366 Days of Writing · Book Reviews · Original Posts

Book Review: The 5th Wave (Day 125)

the 5th wave

My book club read The 5th Wave by Rick Yancey for the month of April. While I was very hesitant about this one, because I’d read tons of negative reviews, I found for the most part that this was a solidly enjoyable read. Here’s the description from Goodreads:

After the 1st wave, only darkness remains. After the 2nd, only the lucky escape. And after the 3rd, only the unlucky survive. After the 4th wave, only one rule applies: trust no one.

Now, it’s the dawn of the 5th wave, and on a lonely stretch of highway, Cassie runs from Them. The beings who only look human, who roam the countryside killing anyone they see. Who have scattered Earth’s last survivors. To stay alone is to stay alive, Cassie believes, until she meets Evan Walker. Beguiling and mysterious, Evan Walker may be Cassie’s only hope for rescuing her brother-or even saving herself. But Cassie must choose: between trust and despair, between defiance and surrender, between life and death. To give up or to get up.

Okay, so the first 100 pages or so, I LOVED this book! It was fast-paced, exciting, compelling, and well-written. I loved Cassie; she was honest and refreshing. She didn’t become she wasn’t because of the apocalypse- her essential “Cassie”ness was just boiled down to a hardened form. It was so well-written, describing the horrors of Cassie’s world so well that I was afraid to read it before going to bed.

And then, Cassie encounters Evan Walker. After that, I HATED her. I hated her the whole rest of the book, because her wonderful “Cassie”ness was just washed away in his “chocolate” eyes. UGH. I wanted to throw things. The critical part of this tangent that was such a mistake, in my opinion, wasn’t even Evan himself. Though he was pretty creepy, especially in the beginning, I actually warmed up to him by the end. It was the loss of Cassie’s character that really frustrated me. Yancey spent over 100 pages building up this great, complex heroine that I was cheering for on every page, and then he inexplicably destroyed her in like two sentences! UGH UGH UGH. Here’s some examples of pre-Evan Cassie:

“But if I’m it, the last of my kind, the last page of human history, like hell I’m going to let the story end this way. I may be the last one, but I am the one still standing. I am the one turning to face the faceless hunter in the woods on an abandoned highway. I am the one not running but facing. Because if I am the last one, then I am humanity. And if this is humanity’s last war, then I am the battlefield.”

“What were they thinking? ‘It’s an alien apocalypse! Quick, grab the beer!”

“I don’t move. I wait behind my log, terrified. Over the past ten minutes, it’s become such a dear friend, I consider naming it: Howard, my pet log.”

“In case you’re an alien and you’re reading this: BITE ME.”

The 5th Wave by Rick Yancey

Mercifully (since DNFing wasn’t an option), there was an abrupt POV switch.
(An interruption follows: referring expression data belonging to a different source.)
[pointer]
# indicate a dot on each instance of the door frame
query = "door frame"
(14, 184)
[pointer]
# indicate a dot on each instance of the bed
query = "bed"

Which totally threw me, until I figured out who the new narrator was. I LOVED “Zombie”! I loved his strength and principles, despite his environment. I loved his attachment to “Nugget”. Zombie’s real identity may set up some problems in the next book that I’m not looking forward to (and, um, excuse me, what was that at the end? Why did it happen???), but I loved him and his squad. I could not wait to get back to his chapters!

The whole plot of the invasion was genius, if a bit confusing. Cassie tells the story of the first four waves slowly, and it takes a long time for the story to come out. The 5th wave itself is really, really confusing. Just when I thought I knew what was going on, a new twist totally changed everything around. Yancey does a wonderful job misdirecting readers about what’s really going on.

With the exception of the whole Evan tangent, this book was well-plotted, well- characterized, and well-written. It’s written in first person, with no announcement as to who the new narrator was every time it changed, which was a bit confusing, but other than that Yancey pretty much sold me on his first-person narration, which is hard to do! I talk about how much I hate first person narration in this post, if you haven’t seen it yet. However,  I think that this style probably made this a difficult book to translate to the screen, as was recently done, starring Chloe Grace Mortez. I haven’t seen the movie yet, but that’s my supposition. If you’ve seen it, tell me how it is! I’m supposed to watch it soon. The movie trailer is here, if you’re interested.

Overall: 3.5/5 stars

This book lost a whole star and a half for the rushed ending and the Evan mistake, as I’m going to call it, but other than that it was an entertaining read. I’m looking forward to reading The Infinite Sea and other works of Yancey’s.